Recipe by The Flying Chef
This is a great spatchcock recipe apart from the marinating time there is not a lot of prep time involved. It is packed with flavour and has a wonderful end result I have listed the marinating time as 3 hours or overnight I usually do mine over night for maximum flavour. I served mine with chipped potatoes cooked with sea salt and pepper and roasted honey lemon vegetables.

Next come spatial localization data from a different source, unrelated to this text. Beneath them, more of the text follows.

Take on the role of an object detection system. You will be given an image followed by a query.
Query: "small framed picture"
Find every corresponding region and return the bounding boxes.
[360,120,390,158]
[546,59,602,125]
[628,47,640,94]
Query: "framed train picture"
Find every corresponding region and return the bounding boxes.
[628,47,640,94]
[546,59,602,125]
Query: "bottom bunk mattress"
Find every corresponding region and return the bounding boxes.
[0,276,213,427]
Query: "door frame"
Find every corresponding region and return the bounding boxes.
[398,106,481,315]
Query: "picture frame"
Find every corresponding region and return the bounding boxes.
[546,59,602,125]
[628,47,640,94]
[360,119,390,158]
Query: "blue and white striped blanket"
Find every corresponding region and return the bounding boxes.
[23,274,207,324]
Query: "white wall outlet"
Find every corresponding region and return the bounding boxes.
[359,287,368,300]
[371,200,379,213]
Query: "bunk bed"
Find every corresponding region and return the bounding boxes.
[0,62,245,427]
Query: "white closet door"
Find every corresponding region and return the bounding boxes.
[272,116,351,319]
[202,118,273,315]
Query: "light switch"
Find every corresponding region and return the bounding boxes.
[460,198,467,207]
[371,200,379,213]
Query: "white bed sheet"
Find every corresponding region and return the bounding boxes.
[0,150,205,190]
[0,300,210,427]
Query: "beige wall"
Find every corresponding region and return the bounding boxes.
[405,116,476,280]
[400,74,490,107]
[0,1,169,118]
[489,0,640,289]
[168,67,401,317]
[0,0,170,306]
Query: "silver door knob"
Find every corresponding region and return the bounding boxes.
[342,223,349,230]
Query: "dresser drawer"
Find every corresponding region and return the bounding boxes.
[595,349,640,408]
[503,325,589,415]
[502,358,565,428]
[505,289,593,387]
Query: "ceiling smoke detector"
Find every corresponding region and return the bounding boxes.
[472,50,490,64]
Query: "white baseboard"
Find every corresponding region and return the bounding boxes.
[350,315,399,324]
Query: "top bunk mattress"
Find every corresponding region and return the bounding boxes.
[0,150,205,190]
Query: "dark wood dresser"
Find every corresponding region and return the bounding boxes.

I have listed enough in the ingredients that should be ok with 4 and it will work with 2 without being way over the top.
- 2 -4 baby chickens, spatchcocks (depending on whether making for 2 or 4)
- 2 teaspoons paprika
- 4 garlic cloves, crushed
- 1 teaspoon cumin seed
- 2 teaspoons yellow mustard seeds
- 2 tablespoons finely chopped coriander
- 2 green onions, finely chopped
- 5 tablespoons mango chutney
- 3 tablespoons olive oil
- 6 tablespoons olive oil
- 2 tablespoons lemon juice
- 1 teaspoon sugar
Directions See How It's Made
- Prep time does not include marinating time.
- Using kitchen scissors, cut each spatchcock in half, along backbone and breast bone, may discard backbone if desired, I never bother.
- Combine everything from the paprika down to the olive oil in a large bowl or storage container, add spatchcocks, combine well, cover and refrigerate 3 hours or overnight.
- Pre-heat oven to 200 degress Celsius, drain spatchcocks and reserve marinade.
- Place spatchcocks, skin side up, on a rack in a baking dish. Bake uncovered for about 35-40 Min's or until spatchcocks are cooked through, brushing with reserved marinade, several times during cooking.
- Combine all ingredients in screw-topped jar and shake well.
- Serve spatchcocks drizzled with vinaigrette.